With a recent call to the UK Government urging more stringent regulation of per- and polyflouralkyl substances (PFAS) in drinking water, the Royal Society of Chemistry (RSC) has joined the global force of non-governmental organizations and expert groups calling for action against the “forever chemicals.”

PFAS, of which there are more than 4,700 types, are becoming an issue of increasing concern as evidence of their indefinite persistence and pervasiveness in the environment and human body, as well as their associated heath harms, begin to mount.

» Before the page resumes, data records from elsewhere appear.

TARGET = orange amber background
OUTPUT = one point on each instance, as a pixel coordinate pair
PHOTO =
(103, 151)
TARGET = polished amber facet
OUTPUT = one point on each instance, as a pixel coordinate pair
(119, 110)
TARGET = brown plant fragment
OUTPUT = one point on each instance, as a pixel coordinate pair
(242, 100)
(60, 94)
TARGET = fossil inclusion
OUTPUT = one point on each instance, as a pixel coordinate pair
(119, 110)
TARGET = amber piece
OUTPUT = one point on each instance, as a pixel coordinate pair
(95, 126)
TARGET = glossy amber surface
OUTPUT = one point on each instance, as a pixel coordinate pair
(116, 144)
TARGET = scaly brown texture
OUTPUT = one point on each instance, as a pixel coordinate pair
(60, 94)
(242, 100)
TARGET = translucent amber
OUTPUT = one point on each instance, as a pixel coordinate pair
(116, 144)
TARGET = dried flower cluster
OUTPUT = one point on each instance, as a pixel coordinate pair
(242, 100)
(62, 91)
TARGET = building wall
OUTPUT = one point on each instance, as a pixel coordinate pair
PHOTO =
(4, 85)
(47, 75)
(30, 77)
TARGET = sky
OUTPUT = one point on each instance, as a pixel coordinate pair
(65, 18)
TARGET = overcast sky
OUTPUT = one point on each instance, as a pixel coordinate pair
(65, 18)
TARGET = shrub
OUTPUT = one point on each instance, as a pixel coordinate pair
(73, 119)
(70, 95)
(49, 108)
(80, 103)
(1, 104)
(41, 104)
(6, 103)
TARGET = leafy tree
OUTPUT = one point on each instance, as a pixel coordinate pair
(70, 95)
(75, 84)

Some regulatory bodies have already taken steps to mitigate PFAS use and environmental contamination, such as the European Commission setting limits for the chemicals in certain foods in 2022, and the U.S. Environmental Protection Agency (EPA) drafting a rule that would set maximum limits for PFAS in drinking water. Expert groups and advisory agencies have been asking for regulatory action against PFAS, for example, a coalition of scientists who wrote to the World Health Organization (WHO) expressing concerns over a too-lax stance on PFAS in drinking water, and the U.S. Government Accountability Office (GAO) recommending that the U.S. Food and Drug Administration (FDA) request expanded authorities to adequately review the safety of substances like PFAS in food contact materials (FCMs).

Now, RSC is presenting the findings of a recent analysis that reveals more than a third of water courses tested in England and Wales contain medium- to high-risk levels of PFAS, and is calling upon the UK Government to overhaul its drinking water standards. Specifically, RSC is urging action on five points:

  1. Reduce the current limit for individual types of PFAS from 100 nanograms per liter (ng/L) to 10 ng/L of drinking water
  2. Introduce a limit of 100ng/L on the total combined level of PFAS in drinking water
  3. Ensure that the hundreds of sources of PFAS contamination in the UK are reported and recorded in a national inventory
  4. Impose and enforce stricter regulatory limits on allowable levels of PFAS in industrial discharges
  5. Set up a national chemicals regulator to provide strategic coordination of monitoring and regulation of all chemical contaminants, including PFAS.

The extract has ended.